Gratitude Boot Camp

I wouldn't have picked getting a cancer diagnosis in the summer of 2013 but I'm allowing this ongoing challenge to be an opportunity for personal growth; working on healing my body, mind and spirit.
This post was published on the now-closed HuffPost Contributor platform. Contributors control their own work and posted freely to our site. If you need to flag this entry as abusive, send us an email.

I'm taking three magic white pills each day to stay alive, keeping my cancer at bay and death at a distance. Getting a diagnosis for chronic blood cancer flipped my world upside down. After six months of chemotherapy and the miracles of modern science, I'm teeming with gratitude. I wouldn't have picked getting a cancer diagnosis in the summer of 2013 but I'm allowing this ongoing challenge to be an opportunity for personal growth; working on healing my body, mind and spirit. It's all one anyway, isn't it?

Life is funny. We think we are behind the steering wheel, foot on the gas, steering our life choices. A diagnosis of a chronic, rare type of non-Hodgkin's lymphoma changed everything. Yet it is now a part of me, tweaking my identity and reminding me to live more mindfully, more gratefully.
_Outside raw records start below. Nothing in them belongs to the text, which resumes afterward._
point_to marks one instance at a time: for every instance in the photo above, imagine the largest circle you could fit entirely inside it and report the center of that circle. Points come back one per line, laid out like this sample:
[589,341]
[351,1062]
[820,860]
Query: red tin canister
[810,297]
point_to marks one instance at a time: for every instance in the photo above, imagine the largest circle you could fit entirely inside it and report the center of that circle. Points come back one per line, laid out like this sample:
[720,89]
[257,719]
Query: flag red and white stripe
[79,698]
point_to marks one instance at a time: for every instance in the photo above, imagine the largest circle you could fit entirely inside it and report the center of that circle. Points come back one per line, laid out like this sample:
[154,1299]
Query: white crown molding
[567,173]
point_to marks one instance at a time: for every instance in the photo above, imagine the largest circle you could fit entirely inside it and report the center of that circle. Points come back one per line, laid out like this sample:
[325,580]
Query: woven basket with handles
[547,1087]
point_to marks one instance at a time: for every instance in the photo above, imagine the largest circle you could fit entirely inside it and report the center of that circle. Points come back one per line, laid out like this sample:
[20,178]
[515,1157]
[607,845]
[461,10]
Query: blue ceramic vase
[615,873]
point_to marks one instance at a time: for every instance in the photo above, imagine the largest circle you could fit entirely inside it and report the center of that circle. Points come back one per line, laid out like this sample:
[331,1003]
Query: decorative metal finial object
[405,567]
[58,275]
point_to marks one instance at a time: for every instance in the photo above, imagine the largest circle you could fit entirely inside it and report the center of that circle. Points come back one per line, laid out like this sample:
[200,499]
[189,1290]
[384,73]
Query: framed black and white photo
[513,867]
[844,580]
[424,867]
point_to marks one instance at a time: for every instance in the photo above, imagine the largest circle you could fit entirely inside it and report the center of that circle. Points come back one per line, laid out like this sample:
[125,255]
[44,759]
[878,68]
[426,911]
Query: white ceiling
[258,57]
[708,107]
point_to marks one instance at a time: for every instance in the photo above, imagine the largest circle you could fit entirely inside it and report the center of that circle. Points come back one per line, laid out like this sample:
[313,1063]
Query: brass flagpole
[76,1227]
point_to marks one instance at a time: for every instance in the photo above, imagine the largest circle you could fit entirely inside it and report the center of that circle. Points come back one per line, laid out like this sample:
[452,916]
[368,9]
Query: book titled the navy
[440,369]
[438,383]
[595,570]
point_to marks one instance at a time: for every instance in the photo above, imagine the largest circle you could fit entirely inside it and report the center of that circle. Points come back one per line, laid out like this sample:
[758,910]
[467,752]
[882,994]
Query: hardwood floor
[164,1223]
Life vision is now 20/20 with greater clarity in each moment and a fierce drive to make all the moments count. Tears and fears don't drown my ache for embracing life more fully so I soldier on.

I deal with this challenge by acknowledging my blessings of which there are many. I have a loving family and I even got to keep my hair - a small thing but important gift. By making a conscious decision to cut the cord of "patient identification" I become me again -- a better wife, mother, daughter, sister and friend. The gift of accepting this chronic condition is a constant reminder to keep my life's journey on track, establish goals, and create meaning.

However, the gift of surviving chemo cocktails and getting a second chance at life blows my circuits. What will life now look like? When might it end? What can I do to manifest meaning and eliminate regret? Each day I can do anything or nothing at all. Allowing the body to guide me as it embraces the stewardship of keeping this vessel whole, I listen deeply without judgment. My body guides me now, not my active mind. Sitting quietly a busy mind and painful joints but I sit and watch my breath; or decisively watch the pain ebb and flow. Following the sensations and the reactions of my body in stillness, the body remembers and tells me what it needs. The cells rejuvenate and regenerate, my nervous system flows rather than flip-flopping. I have permission to say "no" (didn't I always?) and to rest as needed. But mostly there is gratitude for everything; the darkness and the light. Cancer can be an opportunity for many forms of gratitude and cultivates seeds of "thank you's" in my psychic garden.

We don't always get what we want in life nor do we get the rewards of ice bucket challenges or pink ribbons. But some of us are lucky enough to get a second and third chance. It's not always the life we planned but maybe better and different - once we get the hang of it. My diagnosis could have been better, could have been worse. Gratitude offers perspective and I'm doing gratitude boot camp. Seeing the love and beauty around me as much as possible, learning to accept 'what is', having goals and hopes, this is me surviving gracefully.

Cancer treatment is in a revolution of discovery and this is gratitude with a triple shot. Just when my body had become too weakened from chemotherapy, and therefore facing the possibility of a stem cell transplant, the FDA approved a new oral targeted therapy drug to keep my cancer at bay.

One can ask, "Why me?" I just don't go there. There is gratitude for this new beginning - one of inner peace, self-acceptance, acceptance of everything and everyone as best I can. There are constant opportunities to practice letting in love and trusting the love around me. Such authentic loving connections are medicine that birth greater healing. This is my own unique Spring and cherry blossoms of spirit continue to bloom. Everyday I can choose to unwrap another gratitude gift and celebrate. Everyday can be my birthday.